Others are ARM plants, based in Tanga and Dar es Salaam will produce up
to 1.5 million tonnes per annum (mtpa). Dangote Cement from Nigeria is in the
construction process of an equal magnitude with ARM at 1.5mtpa plant in
southern Tanzania -- to be completed in 2015 and Lake Cement is also
constructing a plant expected to be completed in 2013 to produce 0.5mtpa.
“We project a drop in prices due to the expected entry of new players,”
the study indicates. The study released last week shows that favourable retail
prices will give the country a comparative advantage over its competitors
throughout Africa.
“We consider Tanzania’s prevailing price of 120 US dollars per tonne to
be competitively very low versus West Africa’s 200 US dollars per tonne,” the
research analysts say:
“Our projections show that prices will continue to fall to between
90-105 US dollars per tonne in the medium term and translate into higher export
levels to available markets (of Rwanda, Burundi, DRC or Zambia (with a 200 US
dollars per tonne price)”.
Apart from the country to become a net exporter of cement in the next
two years, its production capacity standing at 3.25 million tonnes per annum
expects to double in the next
three years to 6.75 million tonnes.
On local projection, the study shows that consumption is also projected
to increase from the current 2.25 million tonnes annually to 3.75 million
tonnes in 2015. “Consumption per capita in Tanzania is expected to remain over
70kg this year higher than 60kg for the East African Community (EAC),” the
report says.
The residential and commercial housing, according to the report, will
continue to dominate local cement demand, at around 85 per cent in the medium
term. Analysts, however, continue to remain cautious of the fact that
Sub-Saharan Africa (SSA) economies are unpredictable and subject to swings.
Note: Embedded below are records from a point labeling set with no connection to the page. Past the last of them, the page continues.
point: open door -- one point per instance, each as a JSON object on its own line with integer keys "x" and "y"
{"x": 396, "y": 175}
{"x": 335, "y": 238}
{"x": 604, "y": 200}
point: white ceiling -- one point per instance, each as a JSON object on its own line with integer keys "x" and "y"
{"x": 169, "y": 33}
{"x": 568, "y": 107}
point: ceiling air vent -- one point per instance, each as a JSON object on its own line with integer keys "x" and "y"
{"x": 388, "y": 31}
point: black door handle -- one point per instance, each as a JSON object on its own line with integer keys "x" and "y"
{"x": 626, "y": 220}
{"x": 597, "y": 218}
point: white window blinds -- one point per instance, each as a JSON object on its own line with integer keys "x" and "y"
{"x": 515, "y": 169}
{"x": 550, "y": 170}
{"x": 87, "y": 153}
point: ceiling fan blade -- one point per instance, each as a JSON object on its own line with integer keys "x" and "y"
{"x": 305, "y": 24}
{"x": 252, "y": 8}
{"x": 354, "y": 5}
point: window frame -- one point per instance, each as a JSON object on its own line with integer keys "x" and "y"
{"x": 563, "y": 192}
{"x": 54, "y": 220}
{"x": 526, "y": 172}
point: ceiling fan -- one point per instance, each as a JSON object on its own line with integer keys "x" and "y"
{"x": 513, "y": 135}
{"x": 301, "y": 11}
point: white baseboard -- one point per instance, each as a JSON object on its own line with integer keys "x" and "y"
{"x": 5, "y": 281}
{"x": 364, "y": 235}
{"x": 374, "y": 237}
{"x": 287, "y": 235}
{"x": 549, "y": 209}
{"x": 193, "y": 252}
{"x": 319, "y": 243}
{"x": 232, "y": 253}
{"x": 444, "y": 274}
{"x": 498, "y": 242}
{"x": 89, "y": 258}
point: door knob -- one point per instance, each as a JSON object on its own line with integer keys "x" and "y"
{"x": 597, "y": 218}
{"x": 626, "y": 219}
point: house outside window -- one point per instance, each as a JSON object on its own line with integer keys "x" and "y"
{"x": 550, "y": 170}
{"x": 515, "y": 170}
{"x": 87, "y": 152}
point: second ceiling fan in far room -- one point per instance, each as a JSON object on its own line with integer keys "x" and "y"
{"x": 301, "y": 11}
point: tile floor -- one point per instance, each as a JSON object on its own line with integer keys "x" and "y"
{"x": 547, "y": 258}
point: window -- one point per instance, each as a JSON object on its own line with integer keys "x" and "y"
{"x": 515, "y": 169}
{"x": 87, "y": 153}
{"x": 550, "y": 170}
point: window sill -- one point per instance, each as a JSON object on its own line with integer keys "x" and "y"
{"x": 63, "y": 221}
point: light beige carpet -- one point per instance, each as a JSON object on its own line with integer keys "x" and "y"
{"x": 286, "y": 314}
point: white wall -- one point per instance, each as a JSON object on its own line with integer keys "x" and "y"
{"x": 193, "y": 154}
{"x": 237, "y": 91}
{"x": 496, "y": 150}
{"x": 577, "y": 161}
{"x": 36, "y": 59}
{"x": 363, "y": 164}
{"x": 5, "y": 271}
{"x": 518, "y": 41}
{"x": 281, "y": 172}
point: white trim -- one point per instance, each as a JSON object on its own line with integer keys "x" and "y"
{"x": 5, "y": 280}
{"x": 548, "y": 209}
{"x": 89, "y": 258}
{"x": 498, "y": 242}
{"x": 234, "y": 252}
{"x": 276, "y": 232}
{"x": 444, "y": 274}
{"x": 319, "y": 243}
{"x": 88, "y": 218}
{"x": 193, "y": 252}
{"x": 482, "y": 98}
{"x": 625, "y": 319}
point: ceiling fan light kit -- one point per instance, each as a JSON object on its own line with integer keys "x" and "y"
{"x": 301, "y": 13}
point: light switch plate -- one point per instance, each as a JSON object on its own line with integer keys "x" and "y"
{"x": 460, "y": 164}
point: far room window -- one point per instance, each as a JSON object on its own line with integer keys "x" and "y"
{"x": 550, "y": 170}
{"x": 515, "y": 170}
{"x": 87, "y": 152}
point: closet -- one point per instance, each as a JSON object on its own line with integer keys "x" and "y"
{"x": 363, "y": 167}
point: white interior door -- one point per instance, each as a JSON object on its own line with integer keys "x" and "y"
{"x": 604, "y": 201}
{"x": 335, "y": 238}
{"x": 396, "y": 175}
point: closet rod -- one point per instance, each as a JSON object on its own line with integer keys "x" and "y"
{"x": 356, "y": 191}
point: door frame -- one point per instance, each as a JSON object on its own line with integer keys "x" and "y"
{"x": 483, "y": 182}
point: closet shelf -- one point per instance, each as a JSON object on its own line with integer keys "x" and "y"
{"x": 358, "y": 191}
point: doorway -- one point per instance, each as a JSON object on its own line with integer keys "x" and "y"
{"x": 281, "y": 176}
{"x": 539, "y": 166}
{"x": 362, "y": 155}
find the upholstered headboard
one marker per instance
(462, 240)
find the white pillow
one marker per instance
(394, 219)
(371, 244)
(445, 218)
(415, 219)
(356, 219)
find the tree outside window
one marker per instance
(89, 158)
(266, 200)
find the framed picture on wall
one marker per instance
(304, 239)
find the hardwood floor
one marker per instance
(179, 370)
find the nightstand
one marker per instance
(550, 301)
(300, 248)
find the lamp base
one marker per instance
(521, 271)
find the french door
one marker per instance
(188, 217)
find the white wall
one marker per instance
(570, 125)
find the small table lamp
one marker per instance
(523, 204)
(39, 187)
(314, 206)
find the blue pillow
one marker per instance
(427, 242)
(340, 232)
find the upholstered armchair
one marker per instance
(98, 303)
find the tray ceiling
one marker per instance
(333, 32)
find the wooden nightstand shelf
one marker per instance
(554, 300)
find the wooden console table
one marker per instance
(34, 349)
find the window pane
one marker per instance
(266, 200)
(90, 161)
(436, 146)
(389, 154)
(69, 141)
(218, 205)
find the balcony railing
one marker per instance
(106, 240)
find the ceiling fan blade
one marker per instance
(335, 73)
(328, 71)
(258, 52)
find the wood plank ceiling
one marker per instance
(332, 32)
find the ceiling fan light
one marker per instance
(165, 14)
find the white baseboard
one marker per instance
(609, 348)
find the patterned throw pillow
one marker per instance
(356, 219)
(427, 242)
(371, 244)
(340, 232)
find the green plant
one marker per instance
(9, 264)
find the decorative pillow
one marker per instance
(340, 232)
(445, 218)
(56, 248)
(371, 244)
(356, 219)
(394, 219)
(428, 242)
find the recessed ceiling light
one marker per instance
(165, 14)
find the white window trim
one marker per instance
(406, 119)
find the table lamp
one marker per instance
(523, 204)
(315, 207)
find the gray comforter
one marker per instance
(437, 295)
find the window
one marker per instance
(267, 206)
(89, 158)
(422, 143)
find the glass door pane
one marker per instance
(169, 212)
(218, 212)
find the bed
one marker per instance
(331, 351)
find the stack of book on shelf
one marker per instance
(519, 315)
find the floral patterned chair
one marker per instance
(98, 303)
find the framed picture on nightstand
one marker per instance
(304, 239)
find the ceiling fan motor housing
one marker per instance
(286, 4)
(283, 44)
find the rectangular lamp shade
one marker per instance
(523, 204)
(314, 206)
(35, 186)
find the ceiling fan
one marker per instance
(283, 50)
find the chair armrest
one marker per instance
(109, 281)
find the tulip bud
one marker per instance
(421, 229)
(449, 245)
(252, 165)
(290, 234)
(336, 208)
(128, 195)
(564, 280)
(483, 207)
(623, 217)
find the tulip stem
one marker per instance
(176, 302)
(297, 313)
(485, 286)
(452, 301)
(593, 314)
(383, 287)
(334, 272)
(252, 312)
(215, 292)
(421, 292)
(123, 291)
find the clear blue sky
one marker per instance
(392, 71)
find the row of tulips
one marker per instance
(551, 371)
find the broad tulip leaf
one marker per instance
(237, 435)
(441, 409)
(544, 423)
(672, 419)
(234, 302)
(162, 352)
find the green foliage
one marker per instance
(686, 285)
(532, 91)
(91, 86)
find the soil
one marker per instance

“Factoring this fact, we hold our projections to be true ‘Ceteris
Paribas’ (everything remaining equal),” The analysts, Moremi Marwa and Magabe
Maasa, say in the report. They added:
“Abundant source of high quality limestone deposits in Tanzania will
continue to provide unrivalled and competitive advantages for local cement
producers over their competitors in the region”.
The new three entrants will also change the market share pattern in the
country, which at the moment is controlled by Twiga with 43 per cent and
followed by Simba 36 per cent and Mbeya Cement (Tembo) 12 per cent, the
remaining is held by imported cement.
Following positive prospects, the study recommended a medium buy for
both listed cement firm. For Twiga it recommends a buy at 2,500/- a share with
up and down side of 10 per cent while for Simba 2,400/- a stock with up or down
side of 5 per cent. At the closing of DSE last week price of Twiga shares were
selling at 2,080/- each, while of Simba 2,380/- a share.
They are also trading on respective trailing price/earnings ratios (P/
Es) of 8.60 per cent and 6.91 per cent. The two companies have a trailing
combined market cap of 587bn/-, equal to 23 per cent of 2.54tr/- domestic
market capitalization of the bourse -- a relatively very impressive figure on
its own.
“We acknowledge the fact that, the cement industry in the country will
face challenges (falling prices, stiff external competition, and so forth) in
the short term. “Our mid and long term projections on the other hand, point to
the industry with lower energy prices, efficiency gains, improved scales,
improving demand and improving infrastructure network,” the researchers say.